I'm back with some more highlights from last Friday's Commitments of Traders report. Here's how my trading setups based on these reports saw the world this week:
- After a short-lived two-week bearish signal for the 13-week T-Bill, my setup has now flipped back to bullish. This setup is based on trading on the same side as the small traders in 3-month Eurodollar futures and options when they hit specific extremes of bullishness and bearishness. Well, they've been a little over the map in recent weeks. And now, they've built up a tidy little net long position as a percentage of the total open interest, pushing them back into the bullish column (meaning the yield would fall).
- Despite the heavy-duty volatility of late, the "dumb money" large speculators in Nikkei futures and options maintain their near-record net short position as a percentage of the total open interest. They've held on at these super-bearish levels since mid-September. Their position, while a tad less net short than last week, is still 189 percent below the signal line I use for this setup to trigger a buy signal. So me, I'm still long Japanese equities in my own portfolio. Not every one of these signals is going to make me money, but the point is to trade enough of them and keep the faith so that, overall, the portfolio does.
- The stars seem to be lining up for the crude complex. With energy stocks flipping to bullish two weeks ago (for execution Feb. 18, using a three-week trade delay), my crude oil setup is also flashing a bunch of renewed bullish signals. The latter is based on fading the "dumb money" large specs, who have dropped to their smallest net long position since last June. Crude watchers may recall that's just before oil exploded upward from a two-month trading range. More importantly to my own thinking, the large spec position has fallen to 2.19 standard deviations below the moving average I use for this setup. These guys haven't been this negatory since Jan. 2007. Hey, isn't that when crude ended a six-month downdraft and the current rise in prices began? Sweet. I'm long!
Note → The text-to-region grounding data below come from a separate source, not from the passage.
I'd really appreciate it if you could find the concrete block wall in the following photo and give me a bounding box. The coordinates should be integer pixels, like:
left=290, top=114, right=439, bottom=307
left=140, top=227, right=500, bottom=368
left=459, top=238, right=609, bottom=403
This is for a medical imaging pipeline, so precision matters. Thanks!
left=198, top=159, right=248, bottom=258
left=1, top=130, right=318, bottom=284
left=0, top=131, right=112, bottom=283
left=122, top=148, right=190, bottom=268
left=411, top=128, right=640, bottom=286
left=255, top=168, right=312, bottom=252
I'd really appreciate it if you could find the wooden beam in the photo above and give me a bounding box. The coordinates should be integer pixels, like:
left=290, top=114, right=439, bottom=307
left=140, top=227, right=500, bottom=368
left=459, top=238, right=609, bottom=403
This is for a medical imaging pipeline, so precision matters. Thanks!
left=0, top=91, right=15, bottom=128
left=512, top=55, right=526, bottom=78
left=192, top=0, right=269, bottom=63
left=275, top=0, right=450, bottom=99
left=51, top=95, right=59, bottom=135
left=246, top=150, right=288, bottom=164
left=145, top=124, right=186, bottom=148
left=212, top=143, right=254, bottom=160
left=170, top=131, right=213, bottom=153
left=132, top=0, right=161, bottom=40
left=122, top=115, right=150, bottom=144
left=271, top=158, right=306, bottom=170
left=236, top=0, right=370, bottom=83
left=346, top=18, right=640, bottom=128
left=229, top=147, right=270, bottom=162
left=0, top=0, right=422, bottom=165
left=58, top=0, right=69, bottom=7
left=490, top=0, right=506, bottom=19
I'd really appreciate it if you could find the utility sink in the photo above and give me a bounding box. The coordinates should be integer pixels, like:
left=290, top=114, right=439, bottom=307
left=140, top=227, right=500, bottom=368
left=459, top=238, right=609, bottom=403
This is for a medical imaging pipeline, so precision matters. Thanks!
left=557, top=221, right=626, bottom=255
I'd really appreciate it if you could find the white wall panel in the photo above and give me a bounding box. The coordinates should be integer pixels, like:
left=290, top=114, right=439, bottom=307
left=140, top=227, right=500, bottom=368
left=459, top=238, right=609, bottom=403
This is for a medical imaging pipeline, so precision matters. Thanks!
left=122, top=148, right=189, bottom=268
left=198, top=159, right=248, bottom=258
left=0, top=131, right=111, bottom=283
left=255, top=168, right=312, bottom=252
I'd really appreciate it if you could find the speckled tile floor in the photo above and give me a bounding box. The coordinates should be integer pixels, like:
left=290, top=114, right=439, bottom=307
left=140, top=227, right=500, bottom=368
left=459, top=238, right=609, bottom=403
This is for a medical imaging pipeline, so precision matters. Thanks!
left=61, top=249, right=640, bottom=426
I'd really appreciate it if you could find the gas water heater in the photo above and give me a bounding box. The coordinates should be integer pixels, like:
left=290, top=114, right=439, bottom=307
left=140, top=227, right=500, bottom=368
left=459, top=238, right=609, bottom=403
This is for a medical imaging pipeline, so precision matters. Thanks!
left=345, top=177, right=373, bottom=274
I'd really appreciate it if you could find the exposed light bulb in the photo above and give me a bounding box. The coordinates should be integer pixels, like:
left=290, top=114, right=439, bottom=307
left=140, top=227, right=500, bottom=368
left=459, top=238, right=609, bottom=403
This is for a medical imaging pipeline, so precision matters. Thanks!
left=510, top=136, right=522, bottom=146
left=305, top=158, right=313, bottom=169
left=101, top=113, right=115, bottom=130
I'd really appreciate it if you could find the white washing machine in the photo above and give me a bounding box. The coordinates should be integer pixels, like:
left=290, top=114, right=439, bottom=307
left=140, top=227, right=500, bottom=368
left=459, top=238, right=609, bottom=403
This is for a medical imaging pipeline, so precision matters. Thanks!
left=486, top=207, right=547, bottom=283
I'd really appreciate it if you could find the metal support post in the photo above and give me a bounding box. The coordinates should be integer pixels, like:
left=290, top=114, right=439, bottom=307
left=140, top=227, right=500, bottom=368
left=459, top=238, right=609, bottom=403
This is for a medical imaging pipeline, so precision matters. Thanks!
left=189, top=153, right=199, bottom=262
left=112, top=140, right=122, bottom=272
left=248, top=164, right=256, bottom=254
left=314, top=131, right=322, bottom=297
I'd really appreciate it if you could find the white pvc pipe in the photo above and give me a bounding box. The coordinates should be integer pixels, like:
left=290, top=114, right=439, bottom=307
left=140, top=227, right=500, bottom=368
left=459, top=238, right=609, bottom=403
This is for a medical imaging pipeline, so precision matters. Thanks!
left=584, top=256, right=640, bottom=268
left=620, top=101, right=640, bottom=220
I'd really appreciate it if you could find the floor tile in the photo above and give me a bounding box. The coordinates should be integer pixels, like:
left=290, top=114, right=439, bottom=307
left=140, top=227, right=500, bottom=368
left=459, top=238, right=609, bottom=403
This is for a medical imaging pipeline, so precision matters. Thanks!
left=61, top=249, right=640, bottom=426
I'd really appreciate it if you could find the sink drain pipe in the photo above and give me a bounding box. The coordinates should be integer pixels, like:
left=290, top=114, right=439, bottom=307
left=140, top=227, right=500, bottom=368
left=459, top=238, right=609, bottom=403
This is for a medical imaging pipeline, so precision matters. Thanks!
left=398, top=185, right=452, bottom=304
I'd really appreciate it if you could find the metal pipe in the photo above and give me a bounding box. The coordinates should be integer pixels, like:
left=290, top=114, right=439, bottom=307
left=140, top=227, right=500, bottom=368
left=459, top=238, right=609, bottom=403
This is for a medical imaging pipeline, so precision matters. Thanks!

- The misery continues for agriculture, at least according to trader positioning in wheat, corn, sugar and soybeans. My COTs Agriculture Composite Index, based on my setups for all four commodities, has sunk back down this week. It's now at -1.79, off from last week's -1.62. Seven straight bearish signals. Not pretty.
- Meanwhile, happy times still here for gold stocks and silver. My setup for the HUI Gold Bugs Index and XGD iShares Canadian Gold Fund, based on fading the small traders, remains on its bullish call. The dumb money folks got a fair bit more bullish this week, boosting their net long position to 0.45 standard deviations above the moving average I use for this setup. But that's still a long shot from flipping me to bearish. I'm still long this one. Same for silver. My silver setup works by trading the same side as the commercials. Sure, they're really net short, but they're always really net short. The trick is to figure out when they're really, really, really net short - or not. And right now, they're moderately bullish, according to my setup. Still long here, too.
- Interestingly, the gold large specs significantly bumped up their net long position as a percentage of the total open interest this week. They're now more net long in absolute terms than they've been since last September and October, when my gold setup flipped to bearish. But these things are all relative. I think it's more important to look at the net position relative to the recent data. And in those terms, the growing large spec net long position, while worrisome from the bullish perspective, is still quite far from giving me a renewed bearish signal.
I don't have a trade on for the gold signal since I'm already heavily exposed to the sector through my XGD and SLV positions. But I note all this to gauge whether bullion might be topping out here or just selling off a little. As I pointed out in this post, gold is in a kind of statistical fat-tail phase that exceeds past trading data - unpredictable new territory. That makes it harder to guess what will happen. Still, it looks to me like there may be more buying than selling pressure for bullion.